Toshio let a fistful of metallo-silicate dirt sift through his fingers onto the coals. Falling sparkles of metal winked at him like incandescent confetti, like winking stars.

He dusted off his hands and turned to crawl into his own sleeping roll. He lay there, eyes closed, reluctant to watch the stars, or to dissect the pros and cons of his behavior.

Instead, he listened to the wind-and-surf sounds of the night. They were rhythmic and calming, like a lullaby, like the seas of home.

Except once in a while he thought he could pick up, on the edge of hearing, sighs and soft laughter coming from the south. They were sounds of complex happiness that filled him with a sad longing.

"They're at it again," he sighed to himself. "I swear, I've never heard of anything like it."

The humid air kept their perspiration slick upon them. Gillian licked a moustache of tear-like salt off her upper lip. The same way, Tom cleaned some of the sheen off her breasts. The wetness of his mouth cooled on her aureoles and nipples when he took his mouth away.

She gasped and grabbed the wavy hair at the back of his head, where his slightly balding vanity feared no tugging. He responded with mock biting that sent shivers to her calves, thighs, and lower back.

Gillian locked her heel behind his knee and levered her pelvis up against his. Her breath whistled softly as he lifted his head and met her eyes.

"I thought what I was doing was afterplay," he whispered a little hoarsely. He made a show of wiping his forehead. "You should warn me when I cross over the line, and start promising what I can't deliver." He took her hand and kissed its palm and the inside of her wrist.

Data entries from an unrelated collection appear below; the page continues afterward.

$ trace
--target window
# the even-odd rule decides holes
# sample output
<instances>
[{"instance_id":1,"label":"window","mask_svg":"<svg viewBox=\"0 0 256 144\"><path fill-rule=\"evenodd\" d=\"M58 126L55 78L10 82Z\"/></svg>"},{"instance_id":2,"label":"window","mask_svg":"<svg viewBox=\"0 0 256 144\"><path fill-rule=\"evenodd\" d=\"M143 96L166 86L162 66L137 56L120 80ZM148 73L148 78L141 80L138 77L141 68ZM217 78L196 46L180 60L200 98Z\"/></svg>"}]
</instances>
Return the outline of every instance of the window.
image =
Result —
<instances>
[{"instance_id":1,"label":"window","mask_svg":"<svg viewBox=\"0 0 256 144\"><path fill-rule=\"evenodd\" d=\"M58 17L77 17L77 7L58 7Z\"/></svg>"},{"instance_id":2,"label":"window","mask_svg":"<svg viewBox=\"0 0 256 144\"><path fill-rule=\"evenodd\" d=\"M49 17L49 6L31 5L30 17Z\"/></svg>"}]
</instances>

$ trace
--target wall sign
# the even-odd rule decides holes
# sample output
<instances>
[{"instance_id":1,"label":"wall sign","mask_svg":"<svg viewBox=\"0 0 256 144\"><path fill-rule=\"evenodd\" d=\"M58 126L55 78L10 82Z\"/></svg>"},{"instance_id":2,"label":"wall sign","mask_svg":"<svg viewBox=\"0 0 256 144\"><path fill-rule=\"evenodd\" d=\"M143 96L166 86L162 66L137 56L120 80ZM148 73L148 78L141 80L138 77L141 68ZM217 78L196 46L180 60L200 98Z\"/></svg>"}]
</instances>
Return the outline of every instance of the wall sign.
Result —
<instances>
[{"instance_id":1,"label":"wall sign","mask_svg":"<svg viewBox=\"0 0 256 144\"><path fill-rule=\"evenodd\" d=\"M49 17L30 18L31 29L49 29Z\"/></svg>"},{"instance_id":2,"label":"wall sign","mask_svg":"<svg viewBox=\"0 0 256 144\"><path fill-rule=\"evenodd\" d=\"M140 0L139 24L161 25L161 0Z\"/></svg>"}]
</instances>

Gillian ran her fingers along his cheek, to touch, feather light, his jaw, throat and shoulder. She took sparse clumps of chest hair and pulled playfully.

She purred — not like a housecat, but with the feral rumble of a leopardess. "Whenever you're ready, love. I can wait. You may be the illegitimate son of a fecund test-tube, but I know you better than your planners ever did. You have resources they never imagined."

Tom was about to say that, planners or no planners, he was the quite legitimate son of May and Bruce Orley of Minnesota State, Confederacy of Earth… but then he noticed the slight liquid welling in her eyes. Her words were rough, light and teasing, but her grip on his chest hair only tightened as she looked up at his face, eyes roaming, as if she were memorizing every feature.

Tom felt suddenly confused. He wanted to be close to Gillian on their last night together. How could they be any closer than they were right now? His body pressed against hers, and her warm breath filled his nostrils. He looked away, feeling somehow he was letting her down.

Then he felt it, a tender stroking that seemed to strive against a locked and heavy feeling inside his own head. It was a soft pressure that would not go away. He realized that the thing fighting it was himself.

I'm leaving tomorrow, he thought.

They had argued over who would be the one to go, and he had won. But it was bitter to have to go.